Face à une telle situation, que faire ?

  • L’Europe est le bon niveau de réponse à la condition de s’engager dans une voie différente de celle de l’hyper libéralisme qui nous a été servi notamment par la dernière commission. De nouvelles règle du jeu doivent permettre de protéger l’acquis européen tout en répondant au besoin urgent de développement de l’Afrique. Certains secteurs, lorsqu’il en est encore temps doivent pouvoir faire l’objet de protection nationale et/ou communautaire. Dans tous les cas, le droit communautaire doit permettre aux États d’intervenir pour garder un capital national ou communautaire dans les secteurs stratégiques ; les libéralisations des secteurs d‘intérêt général doivent cesser et le service d’intérêt général enfin être reconnu et défendu au niveau communautaire. Un droit de préemption doit être reconnu au niveau communautaire permettant aux États, aux collectivités publiques mais sans doute aussi à certaines formes de sociétés coopératives et au secteur de l’économie sociale et solidaire de s’opposer aux cessions de sites ou d’entreprises pour garder une économie locale. La fiscalité de l’actionnariat doit être repensée pour dissuader le opérations d’acquisition spéculatives par une fiscalité différenciée entre actionnaires stables et de passage et des droits e vote différents ans les conseils d’administration. La présence obligatoire de représentants de salariés et des actionnaires minoritaires doit être mise en place et des comités d’entreprise européens institutionnalisés.
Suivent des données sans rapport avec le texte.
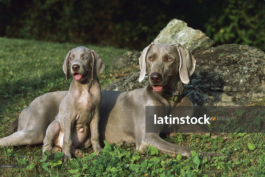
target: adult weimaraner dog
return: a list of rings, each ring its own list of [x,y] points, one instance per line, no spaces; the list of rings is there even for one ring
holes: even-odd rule
[[[122,139],[129,143],[135,142],[141,153],[145,152],[147,145],[151,145],[172,157],[178,154],[190,155],[192,149],[170,143],[160,137],[165,124],[151,125],[155,132],[146,132],[145,110],[147,106],[171,106],[181,111],[181,108],[179,108],[182,107],[181,106],[193,105],[182,94],[183,83],[189,82],[189,77],[195,69],[196,60],[193,55],[179,44],[152,42],[144,50],[139,60],[141,71],[139,81],[145,76],[147,67],[150,84],[130,91],[102,92],[99,124],[101,145],[104,145],[104,140],[114,144]],[[0,145],[42,143],[47,127],[54,120],[60,104],[68,92],[48,93],[35,99],[22,111],[9,129],[12,131],[18,125],[18,132],[0,140]],[[161,96],[164,92],[175,95],[174,97],[178,99],[173,100],[166,98]],[[188,112],[189,114],[187,115],[192,115],[192,110]],[[183,113],[187,115],[187,112]],[[175,125],[177,131],[207,131],[200,125]],[[215,153],[200,152],[204,157],[221,155]]]
[[[102,96],[97,75],[105,68],[99,55],[84,47],[73,49],[66,55],[63,68],[67,80],[68,65],[73,77],[69,91],[55,120],[48,127],[42,149],[44,155],[48,150],[52,158],[53,148],[58,145],[64,153],[62,160],[66,161],[77,148],[87,148],[92,144],[95,152],[102,150],[99,131]]]

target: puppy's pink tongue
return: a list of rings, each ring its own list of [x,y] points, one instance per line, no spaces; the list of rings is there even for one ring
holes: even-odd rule
[[[153,87],[153,90],[155,91],[160,91],[162,90],[163,88],[162,86],[154,86]]]
[[[82,75],[79,74],[75,75],[75,79],[76,81],[79,81],[80,80],[82,77]]]

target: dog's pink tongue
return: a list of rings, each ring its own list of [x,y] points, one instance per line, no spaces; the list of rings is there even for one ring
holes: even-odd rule
[[[160,91],[162,90],[163,87],[162,86],[154,86],[153,89],[155,91]]]
[[[80,80],[82,77],[82,75],[79,74],[75,75],[75,79],[76,81],[79,81]]]

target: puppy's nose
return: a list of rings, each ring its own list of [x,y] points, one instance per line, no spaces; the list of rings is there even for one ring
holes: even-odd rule
[[[153,73],[150,75],[150,80],[152,82],[159,82],[162,80],[162,76],[158,73]]]
[[[74,71],[77,71],[80,68],[80,66],[78,65],[73,65],[72,66],[72,69]]]

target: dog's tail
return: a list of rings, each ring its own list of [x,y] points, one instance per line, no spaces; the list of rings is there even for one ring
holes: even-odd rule
[[[18,117],[13,122],[8,128],[8,132],[9,133],[12,133],[17,130],[18,127]]]

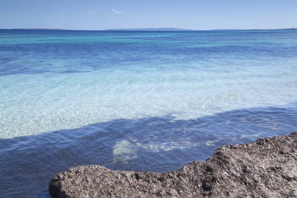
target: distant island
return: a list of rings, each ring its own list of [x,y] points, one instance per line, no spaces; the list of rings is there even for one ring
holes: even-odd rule
[[[50,29],[50,28],[14,28],[12,30],[71,30],[65,29]]]
[[[186,29],[174,28],[129,28],[129,29],[108,29],[106,31],[193,31]]]

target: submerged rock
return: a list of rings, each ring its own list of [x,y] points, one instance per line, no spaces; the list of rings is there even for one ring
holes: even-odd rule
[[[70,168],[49,184],[55,198],[296,198],[297,132],[218,147],[176,171]]]

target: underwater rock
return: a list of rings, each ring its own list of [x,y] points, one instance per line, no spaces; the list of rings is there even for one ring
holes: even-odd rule
[[[49,186],[52,198],[295,198],[297,132],[219,147],[205,161],[195,161],[176,171],[81,166],[56,174]]]

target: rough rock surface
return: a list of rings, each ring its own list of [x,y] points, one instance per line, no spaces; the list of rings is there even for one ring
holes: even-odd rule
[[[297,198],[297,132],[217,148],[176,171],[71,168],[50,183],[52,198]]]

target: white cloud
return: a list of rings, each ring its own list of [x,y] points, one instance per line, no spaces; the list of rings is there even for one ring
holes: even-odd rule
[[[117,11],[115,10],[114,9],[112,8],[112,11],[113,11],[113,12],[115,14],[127,14],[126,12],[124,12],[123,11],[122,11],[122,10],[120,10],[120,11]]]

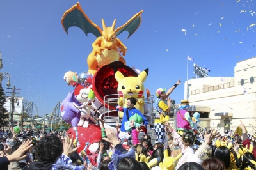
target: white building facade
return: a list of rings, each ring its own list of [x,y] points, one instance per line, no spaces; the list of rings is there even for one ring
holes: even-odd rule
[[[190,105],[210,108],[200,112],[205,114],[202,115],[207,122],[205,127],[223,133],[233,126],[235,130],[241,120],[248,133],[256,132],[256,57],[238,62],[234,77],[199,78],[188,80],[188,84]]]

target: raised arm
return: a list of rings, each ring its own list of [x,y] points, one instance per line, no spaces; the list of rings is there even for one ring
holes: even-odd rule
[[[174,90],[174,89],[179,84],[181,84],[181,81],[180,81],[180,79],[179,79],[179,81],[177,81],[177,82],[175,84],[174,84],[174,85],[170,88],[167,92],[166,92],[165,93],[166,94],[167,97],[168,97],[172,92]]]

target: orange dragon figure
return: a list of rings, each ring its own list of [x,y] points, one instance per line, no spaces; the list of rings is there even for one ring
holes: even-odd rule
[[[79,3],[77,3],[64,13],[61,24],[67,34],[68,28],[76,26],[81,28],[86,36],[90,33],[97,37],[92,43],[93,50],[87,58],[88,72],[94,75],[99,68],[114,61],[120,61],[126,64],[123,57],[125,56],[127,48],[116,36],[127,31],[129,33],[128,39],[139,27],[143,12],[141,10],[136,14],[127,22],[115,30],[116,19],[111,27],[106,27],[102,19],[102,31],[87,17]]]

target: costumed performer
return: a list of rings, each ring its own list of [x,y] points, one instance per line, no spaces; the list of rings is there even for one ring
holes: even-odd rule
[[[176,114],[177,130],[180,135],[185,131],[192,131],[194,124],[188,110],[189,109],[189,102],[188,100],[182,100],[179,107],[179,110]]]
[[[174,89],[181,84],[180,79],[177,81],[167,92],[166,89],[159,88],[156,92],[157,99],[156,101],[156,116],[154,128],[155,129],[156,143],[164,143],[164,123],[169,121],[169,113],[171,110],[171,99],[169,95]],[[167,99],[167,102],[165,101]]]
[[[141,116],[143,120],[143,126],[147,127],[148,123],[148,121],[145,118],[143,114],[136,108],[134,107],[137,100],[134,97],[131,97],[127,99],[127,107],[122,108],[121,106],[117,106],[116,109],[118,109],[119,111],[122,111],[124,112],[123,119],[122,120],[121,123],[121,128],[120,132],[119,133],[119,139],[121,139],[122,143],[124,143],[125,139],[128,139],[130,137],[129,133],[125,131],[125,123],[127,121],[129,121],[129,118],[137,114],[138,116]]]

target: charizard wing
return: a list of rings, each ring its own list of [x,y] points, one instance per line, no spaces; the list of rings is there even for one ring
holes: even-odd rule
[[[143,10],[140,11],[133,16],[127,22],[124,24],[123,26],[117,28],[115,32],[116,32],[116,36],[120,35],[124,31],[128,31],[129,35],[127,39],[128,39],[139,27],[140,23],[141,22],[141,13]]]
[[[68,33],[68,29],[70,27],[76,26],[81,28],[88,36],[90,33],[96,37],[101,36],[102,31],[100,27],[94,24],[84,13],[79,3],[74,5],[69,10],[67,10],[61,18],[62,26]]]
  • Les biens publics y compris le vivant doivent être exclus de toute appropriation privée et revenir dans la sphère publique. Le fait que l’Europe décide de procéder à une telle révolution conduirait immanquablement les autres à en faire autant et ce d’autant plus que le phénomène de rareté aidant, la revendication à pouvoir simplement vivre ne va cesser de croître. Entre une immigration massive et incontrôlable et une révolution déchirante des fondements de l’hyperlibéralisme, le choix devra se faire inévitablement.
  • Ceci conduit donc à une réflexion sur la réappropriation du territoire et du local face à la globalisation. Le territoire doit redevenir la première brique du développement et donc d’une évolution soutenable et non le réceptacle de choix faits ailleurs. La décentralisation énergétique et le développement d’une économie qui y est associée, la priorité donnée à la proximité et au développement de l’économie numérique. L’application de la subsidiarité voulue par les Pères fondateurs de l’Europe à tous les niveaux, constituent autant de pistes de réponses auxquelles doit s’associer une démocratie rénovée.
  • Au niveau international, seule une gouvernance mondiale peut mettre en place des règle assurant la souveraineté réelle de sénats notamment en protégeant le plus faibles et en luttant contre des dictatures qui pour des pots de vins ou/et le soutien à leur régime bradent les territoires et les populations qui vont avec.
  • Il est plus que temps de se poser les bonnes questions pour essayer de trouver les bonnes réponses. Comme le propose Paul Virilio, investir dans le bien vivre ici plutôt que le mieux vivre ailleurs.

Chacun y gagnera et peut être l’Humanité aura-t-elle l’espoir de connaître un vingt deuxième siècle.